Bilge Ulusman:
"Bir Erkek Vasat Bir Yazar Olabilir Ama Bir Kadın Asla!"
Eda Yılmayan, gazetepencere.com, 27 Nisan 2025
Söyleyiniz bana yazmakta devam edeyim mi? Yazılarım bir gün okunmaya değer şeyler olabilecek mi? Ne kadar korkuyorum bilemezsiniz. Romanlarımı takip eden karilerden birçok, birçok mektuplar aldığım, onlardan çok sevgi ve alaka gördüğüm halde; memlekette eli kalem tutan adamlardan bir tanesinin benim için teşvik veya tenkit sözü yazmamaları benim cesaretimi öyle kırıyor ki… Halbuki bugün memlekette tercüme ve adapteden başka eser yok gibi… (…) Vaziyet böyle iken, yazıları acemice ve fena olsa bile kendi ruhundan ve kendi kaleminden akıtan yeni bir romancı etrafından teşvik görmemeli mi? (…)

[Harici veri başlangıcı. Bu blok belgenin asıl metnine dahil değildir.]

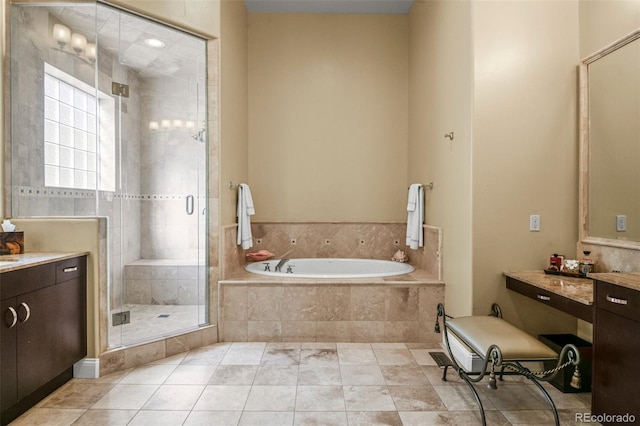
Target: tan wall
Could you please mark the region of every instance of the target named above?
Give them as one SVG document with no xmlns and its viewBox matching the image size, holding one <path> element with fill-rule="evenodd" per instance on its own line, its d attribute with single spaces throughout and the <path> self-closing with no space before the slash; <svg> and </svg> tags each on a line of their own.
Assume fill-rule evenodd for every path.
<svg viewBox="0 0 640 426">
<path fill-rule="evenodd" d="M 498 301 L 534 335 L 577 324 L 506 290 L 501 275 L 576 255 L 577 18 L 576 2 L 473 3 L 473 312 Z"/>
<path fill-rule="evenodd" d="M 255 220 L 406 220 L 407 19 L 249 14 Z"/>
<path fill-rule="evenodd" d="M 5 149 L 5 103 L 9 102 L 7 96 L 5 96 L 4 85 L 7 74 L 5 73 L 5 67 L 7 65 L 6 60 L 6 45 L 8 40 L 6 36 L 9 34 L 9 5 L 8 0 L 0 1 L 0 22 L 2 22 L 0 29 L 0 212 L 4 212 L 4 149 Z"/>
<path fill-rule="evenodd" d="M 443 228 L 452 315 L 471 311 L 470 13 L 469 2 L 417 1 L 409 16 L 409 181 L 434 183 L 425 216 Z"/>
<path fill-rule="evenodd" d="M 247 11 L 243 2 L 221 5 L 220 36 L 220 225 L 236 223 L 237 190 L 248 180 Z"/>
</svg>

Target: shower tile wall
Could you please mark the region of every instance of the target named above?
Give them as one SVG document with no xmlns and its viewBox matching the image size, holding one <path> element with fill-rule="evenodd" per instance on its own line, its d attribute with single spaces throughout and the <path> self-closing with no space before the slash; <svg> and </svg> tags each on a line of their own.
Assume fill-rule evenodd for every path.
<svg viewBox="0 0 640 426">
<path fill-rule="evenodd" d="M 85 6 L 87 15 L 94 9 Z M 68 188 L 47 188 L 44 186 L 44 62 L 73 75 L 93 86 L 95 73 L 93 65 L 61 53 L 50 47 L 49 30 L 58 20 L 44 8 L 24 7 L 12 9 L 12 28 L 20 27 L 28 37 L 12 35 L 18 43 L 11 54 L 12 61 L 20 61 L 20 73 L 11 75 L 12 105 L 19 111 L 21 123 L 11 126 L 5 157 L 7 167 L 12 170 L 10 187 L 6 187 L 7 206 L 13 216 L 105 216 L 109 217 L 109 250 L 111 264 L 119 265 L 139 258 L 140 254 L 140 96 L 139 81 L 136 75 L 119 64 L 117 58 L 100 51 L 98 60 L 98 84 L 103 93 L 111 93 L 111 82 L 118 81 L 130 86 L 129 98 L 122 98 L 118 107 L 122 112 L 122 122 L 116 117 L 100 121 L 101 134 L 115 131 L 115 125 L 121 124 L 123 149 L 123 168 L 121 171 L 123 195 L 100 192 L 96 211 L 94 191 Z M 91 34 L 87 34 L 91 36 Z M 17 52 L 16 52 L 17 51 Z M 17 82 L 17 83 L 16 83 Z M 104 111 L 103 111 L 104 112 Z M 28 120 L 25 125 L 24 120 Z M 117 155 L 117 152 L 116 152 Z M 115 158 L 116 164 L 118 158 Z M 122 212 L 122 213 L 121 213 Z M 126 220 L 123 221 L 122 217 Z M 122 240 L 122 241 L 121 241 Z M 27 250 L 29 247 L 26 247 Z M 122 303 L 122 276 L 120 268 L 111 271 L 112 295 L 111 308 Z"/>
<path fill-rule="evenodd" d="M 196 64 L 194 63 L 194 66 Z M 205 224 L 203 190 L 206 158 L 203 142 L 192 136 L 203 128 L 204 107 L 194 82 L 176 78 L 145 78 L 141 86 L 142 124 L 142 246 L 143 259 L 198 259 L 198 239 Z M 151 121 L 181 120 L 193 128 L 149 130 Z M 187 197 L 193 196 L 193 214 Z M 186 236 L 189 236 L 187 238 Z M 203 253 L 203 252 L 202 252 Z M 204 261 L 204 259 L 200 259 Z"/>
</svg>

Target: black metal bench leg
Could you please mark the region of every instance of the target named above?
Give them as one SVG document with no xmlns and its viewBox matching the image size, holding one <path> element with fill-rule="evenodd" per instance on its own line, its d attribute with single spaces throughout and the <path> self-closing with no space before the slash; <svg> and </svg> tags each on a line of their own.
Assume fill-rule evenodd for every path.
<svg viewBox="0 0 640 426">
<path fill-rule="evenodd" d="M 547 399 L 547 402 L 551 406 L 551 411 L 553 412 L 553 418 L 556 422 L 556 426 L 560 426 L 560 419 L 558 418 L 558 410 L 556 409 L 556 405 L 553 403 L 553 400 L 551 399 L 551 395 L 549 395 L 549 392 L 547 392 L 547 390 L 542 386 L 542 384 L 540 384 L 540 382 L 538 382 L 534 377 L 527 377 L 527 379 L 531 380 L 538 387 L 538 389 L 540 389 L 540 392 L 542 392 L 544 397 Z"/>
<path fill-rule="evenodd" d="M 484 407 L 482 406 L 482 401 L 480 401 L 480 395 L 478 395 L 478 391 L 473 386 L 473 383 L 469 380 L 464 371 L 459 371 L 458 375 L 465 381 L 465 383 L 471 388 L 471 392 L 473 392 L 473 397 L 476 399 L 476 403 L 478 404 L 478 408 L 480 409 L 480 418 L 482 419 L 482 426 L 487 426 L 487 419 L 484 416 Z M 556 425 L 557 426 L 557 425 Z"/>
<path fill-rule="evenodd" d="M 448 365 L 444 366 L 444 371 L 442 372 L 442 381 L 446 382 L 447 381 L 447 369 L 449 368 Z"/>
</svg>

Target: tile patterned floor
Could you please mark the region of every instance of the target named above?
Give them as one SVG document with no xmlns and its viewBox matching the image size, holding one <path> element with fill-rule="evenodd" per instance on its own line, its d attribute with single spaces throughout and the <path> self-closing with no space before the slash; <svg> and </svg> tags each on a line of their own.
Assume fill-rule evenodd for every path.
<svg viewBox="0 0 640 426">
<path fill-rule="evenodd" d="M 96 380 L 73 379 L 13 425 L 476 425 L 467 386 L 422 344 L 217 343 Z M 550 425 L 526 380 L 477 388 L 490 425 Z M 591 394 L 549 390 L 562 424 Z"/>
<path fill-rule="evenodd" d="M 132 345 L 196 330 L 205 324 L 202 305 L 124 305 L 111 314 L 129 311 L 130 323 L 109 327 L 109 346 Z"/>
</svg>

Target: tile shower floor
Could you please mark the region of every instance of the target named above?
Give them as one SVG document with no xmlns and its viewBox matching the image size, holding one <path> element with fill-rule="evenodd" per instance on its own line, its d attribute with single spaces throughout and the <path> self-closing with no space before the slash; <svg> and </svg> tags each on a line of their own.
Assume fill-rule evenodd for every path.
<svg viewBox="0 0 640 426">
<path fill-rule="evenodd" d="M 73 379 L 14 425 L 467 425 L 467 386 L 430 351 L 401 343 L 217 343 L 100 379 Z M 533 385 L 507 377 L 477 386 L 490 425 L 550 425 Z M 563 425 L 591 394 L 544 385 Z"/>
<path fill-rule="evenodd" d="M 124 305 L 121 310 L 131 313 L 129 324 L 109 327 L 109 346 L 148 341 L 149 339 L 194 329 L 204 323 L 203 305 Z"/>
</svg>

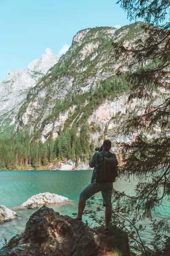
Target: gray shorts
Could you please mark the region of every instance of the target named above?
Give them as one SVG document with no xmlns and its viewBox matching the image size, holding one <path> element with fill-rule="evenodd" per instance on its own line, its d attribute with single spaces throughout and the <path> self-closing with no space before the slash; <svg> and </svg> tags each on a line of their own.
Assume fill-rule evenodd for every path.
<svg viewBox="0 0 170 256">
<path fill-rule="evenodd" d="M 112 206 L 112 190 L 113 182 L 91 183 L 81 192 L 80 197 L 85 199 L 88 199 L 96 193 L 101 191 L 103 197 L 103 206 L 106 204 Z"/>
</svg>

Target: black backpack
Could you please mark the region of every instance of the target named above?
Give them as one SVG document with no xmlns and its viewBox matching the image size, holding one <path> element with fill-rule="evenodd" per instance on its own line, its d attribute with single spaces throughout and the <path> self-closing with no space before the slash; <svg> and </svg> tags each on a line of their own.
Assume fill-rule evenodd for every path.
<svg viewBox="0 0 170 256">
<path fill-rule="evenodd" d="M 104 160 L 99 174 L 100 182 L 114 182 L 117 176 L 118 162 L 115 154 L 110 152 L 109 157 L 104 152 L 100 154 L 104 157 Z"/>
</svg>

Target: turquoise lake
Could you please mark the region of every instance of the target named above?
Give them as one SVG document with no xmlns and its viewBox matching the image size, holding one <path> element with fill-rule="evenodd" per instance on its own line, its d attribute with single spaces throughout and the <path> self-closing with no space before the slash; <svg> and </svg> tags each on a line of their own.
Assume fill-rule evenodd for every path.
<svg viewBox="0 0 170 256">
<path fill-rule="evenodd" d="M 72 216 L 72 213 L 77 211 L 80 192 L 91 182 L 92 173 L 91 170 L 0 171 L 0 205 L 14 210 L 19 218 L 17 221 L 0 224 L 0 247 L 3 246 L 3 237 L 8 240 L 24 230 L 29 217 L 36 210 L 28 209 L 21 207 L 21 204 L 34 195 L 50 192 L 68 198 L 71 200 L 68 203 L 48 205 L 48 207 L 60 214 Z M 118 179 L 113 183 L 113 187 L 132 195 L 136 183 L 133 179 L 130 182 Z M 96 194 L 97 198 L 101 196 L 100 193 Z M 169 202 L 164 202 L 163 207 L 159 209 L 161 217 L 169 216 Z M 84 217 L 83 220 L 85 219 L 88 220 L 87 217 Z M 149 241 L 150 230 L 148 221 L 146 221 L 144 224 L 148 226 L 143 236 Z"/>
</svg>

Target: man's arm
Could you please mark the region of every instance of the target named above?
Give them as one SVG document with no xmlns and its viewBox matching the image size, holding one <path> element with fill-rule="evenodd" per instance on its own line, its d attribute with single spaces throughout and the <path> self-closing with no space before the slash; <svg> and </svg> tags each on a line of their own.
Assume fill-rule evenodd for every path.
<svg viewBox="0 0 170 256">
<path fill-rule="evenodd" d="M 96 154 L 96 153 L 94 154 L 93 156 L 93 157 L 92 157 L 91 160 L 90 161 L 90 163 L 89 163 L 89 166 L 90 167 L 91 167 L 92 168 L 93 168 L 93 167 L 94 167 L 94 166 L 95 166 Z"/>
</svg>

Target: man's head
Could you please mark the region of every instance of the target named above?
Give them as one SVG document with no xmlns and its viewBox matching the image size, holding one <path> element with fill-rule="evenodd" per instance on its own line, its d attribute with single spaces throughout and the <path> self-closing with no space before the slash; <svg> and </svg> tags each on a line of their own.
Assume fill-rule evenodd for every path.
<svg viewBox="0 0 170 256">
<path fill-rule="evenodd" d="M 109 150 L 111 148 L 111 141 L 110 141 L 108 140 L 105 140 L 104 141 L 102 145 L 103 150 L 105 150 L 105 151 L 109 151 Z"/>
</svg>

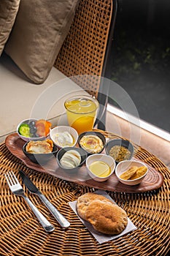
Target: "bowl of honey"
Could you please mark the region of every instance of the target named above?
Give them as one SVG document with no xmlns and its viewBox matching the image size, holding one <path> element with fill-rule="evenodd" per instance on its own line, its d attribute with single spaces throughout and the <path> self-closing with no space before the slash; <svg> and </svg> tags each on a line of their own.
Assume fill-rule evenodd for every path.
<svg viewBox="0 0 170 256">
<path fill-rule="evenodd" d="M 116 163 L 114 159 L 104 154 L 88 157 L 86 167 L 89 176 L 96 181 L 105 181 L 113 174 Z"/>
</svg>

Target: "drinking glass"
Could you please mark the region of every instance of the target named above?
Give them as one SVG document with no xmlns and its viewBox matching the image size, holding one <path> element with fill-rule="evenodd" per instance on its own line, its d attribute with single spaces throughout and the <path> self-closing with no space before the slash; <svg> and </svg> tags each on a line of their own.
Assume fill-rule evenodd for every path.
<svg viewBox="0 0 170 256">
<path fill-rule="evenodd" d="M 64 102 L 68 122 L 78 134 L 93 129 L 99 104 L 91 96 L 72 97 Z"/>
</svg>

Yukarıdaki satırlar Muazzez Tahsin’e ait. Tahsin 26 Ekim 1937 tarihinde Halide Edib’e bu mektubu gönderir. Halide Edib’le Beyrut’ta öğretmenlik yaptığı yıllarda tanışır. Erkek egemen edebiyat kamusundan mustariptir ve kendi hem cinsinden destek bekler.

Bundan 33 yıl sonra 1970’de Yeni Gazete’de Peride Celal’in bir söyleşisi yayımlanır. Celal kadın olarak yazmanın güçlüklerini şöyle anlatır:

“Kadın yazar olmak şöyle bir şeydi: Yazı işleri müdürünün odasına girersiniz. Kadın olduğunuz için gözler tümüyle sizdedir. Projektör gibi üzerinize yapışır her bir göz. Onun için ben hikâyemi bırakıp bir an önce kaçmaktan başka bir şey düşünmezdim. Yazınızın yerine sizinle ilgilenmeye başlamaları beni müthiş deli ederdi. Yüzlerine bakmazdım.”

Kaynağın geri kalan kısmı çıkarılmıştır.